Availability of wide bandwidth makes mmWave spectrum in 26 and 28 GHz an attractive candidate for terrestrial cellular and satellite services. Dividing the spectrum into parts for each service proportionally shrinks the available resources for each service, thus co-existence of competing service in mmWave band is an indispensable subject to maximize usage of the spectrum. However, in the available literature co-existence has not been explored adequately for deployed technologies in satellite and terrestrial cellular communication. We have evaluated interference on satellite services in 26/28 GHz, which originates from the 5G terrestrial cellular network. To the best of our knowledge, for the first time in this paper, we have proposed interference mitigation mechanism for operating satellite communication in both space to earth (S-E) and earth to space (E-S) scenarios. In the S-E scenario, where 5G stations (base station and User Equipment (UE)) create interference on satellite earth stations, we have proposed applying (a) site shielding, and (b) beam nulling and power adaptation (BNAP) at 5G base stations to mitigate interference.
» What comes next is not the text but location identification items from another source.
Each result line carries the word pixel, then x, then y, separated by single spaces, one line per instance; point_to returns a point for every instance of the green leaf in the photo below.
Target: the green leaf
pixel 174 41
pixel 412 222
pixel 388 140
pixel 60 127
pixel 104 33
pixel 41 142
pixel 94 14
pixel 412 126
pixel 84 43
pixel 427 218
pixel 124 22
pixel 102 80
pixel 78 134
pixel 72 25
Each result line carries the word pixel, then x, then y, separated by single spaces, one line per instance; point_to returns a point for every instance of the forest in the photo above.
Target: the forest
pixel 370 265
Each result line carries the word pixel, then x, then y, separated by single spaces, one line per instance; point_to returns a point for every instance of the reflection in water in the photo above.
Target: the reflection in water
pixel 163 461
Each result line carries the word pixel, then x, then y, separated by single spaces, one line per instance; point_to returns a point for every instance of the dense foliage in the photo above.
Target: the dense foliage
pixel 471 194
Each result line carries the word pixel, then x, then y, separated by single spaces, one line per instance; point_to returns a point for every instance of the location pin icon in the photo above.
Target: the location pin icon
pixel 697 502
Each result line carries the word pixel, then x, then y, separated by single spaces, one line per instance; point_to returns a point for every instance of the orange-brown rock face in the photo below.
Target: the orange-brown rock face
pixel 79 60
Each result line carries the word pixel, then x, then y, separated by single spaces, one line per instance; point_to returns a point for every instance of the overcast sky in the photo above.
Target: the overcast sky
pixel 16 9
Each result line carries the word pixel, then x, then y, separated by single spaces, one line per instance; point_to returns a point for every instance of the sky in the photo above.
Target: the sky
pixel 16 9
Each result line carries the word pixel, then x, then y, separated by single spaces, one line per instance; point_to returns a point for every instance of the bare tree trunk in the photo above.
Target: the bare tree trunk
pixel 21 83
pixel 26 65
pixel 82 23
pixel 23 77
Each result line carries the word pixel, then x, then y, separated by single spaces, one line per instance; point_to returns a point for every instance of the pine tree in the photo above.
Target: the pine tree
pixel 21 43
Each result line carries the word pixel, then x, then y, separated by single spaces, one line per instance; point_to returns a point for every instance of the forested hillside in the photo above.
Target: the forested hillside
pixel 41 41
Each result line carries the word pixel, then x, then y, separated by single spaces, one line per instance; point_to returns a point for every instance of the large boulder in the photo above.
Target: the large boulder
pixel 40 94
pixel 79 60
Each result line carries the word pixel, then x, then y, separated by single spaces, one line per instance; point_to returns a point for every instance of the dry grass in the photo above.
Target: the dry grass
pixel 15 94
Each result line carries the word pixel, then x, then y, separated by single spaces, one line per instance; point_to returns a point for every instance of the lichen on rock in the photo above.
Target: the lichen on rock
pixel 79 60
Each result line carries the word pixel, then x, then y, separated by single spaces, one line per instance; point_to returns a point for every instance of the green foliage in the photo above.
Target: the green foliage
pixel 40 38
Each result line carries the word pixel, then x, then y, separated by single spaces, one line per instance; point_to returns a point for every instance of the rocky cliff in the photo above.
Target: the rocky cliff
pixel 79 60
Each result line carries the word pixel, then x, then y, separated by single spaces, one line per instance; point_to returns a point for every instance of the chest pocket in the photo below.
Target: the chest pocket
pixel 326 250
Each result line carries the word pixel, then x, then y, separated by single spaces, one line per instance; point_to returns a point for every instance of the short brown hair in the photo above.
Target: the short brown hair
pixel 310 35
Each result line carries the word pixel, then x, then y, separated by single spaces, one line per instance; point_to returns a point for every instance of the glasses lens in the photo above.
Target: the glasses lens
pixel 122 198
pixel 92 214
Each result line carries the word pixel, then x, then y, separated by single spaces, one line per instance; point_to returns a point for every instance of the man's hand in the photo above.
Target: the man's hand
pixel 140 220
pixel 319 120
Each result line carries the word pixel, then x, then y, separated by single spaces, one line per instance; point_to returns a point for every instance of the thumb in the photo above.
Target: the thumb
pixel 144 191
In E-S scenario, where 5G stations create interference at the satellite space station, we have proposed applying (i) BNAP at the UE, (ii) Transmit Time Interval (TTI) bundling with reduced uplink transmission power at the UE, and (iii) localized deployment for the 5G base station to mitigate interference. Through extensive analytical modelling and simulations, we show that the proposed interference mitigation techniques can provide 10-20dB interference reduction and offer better co-existence for satellite and terrestrial services in the mmWave spectrum.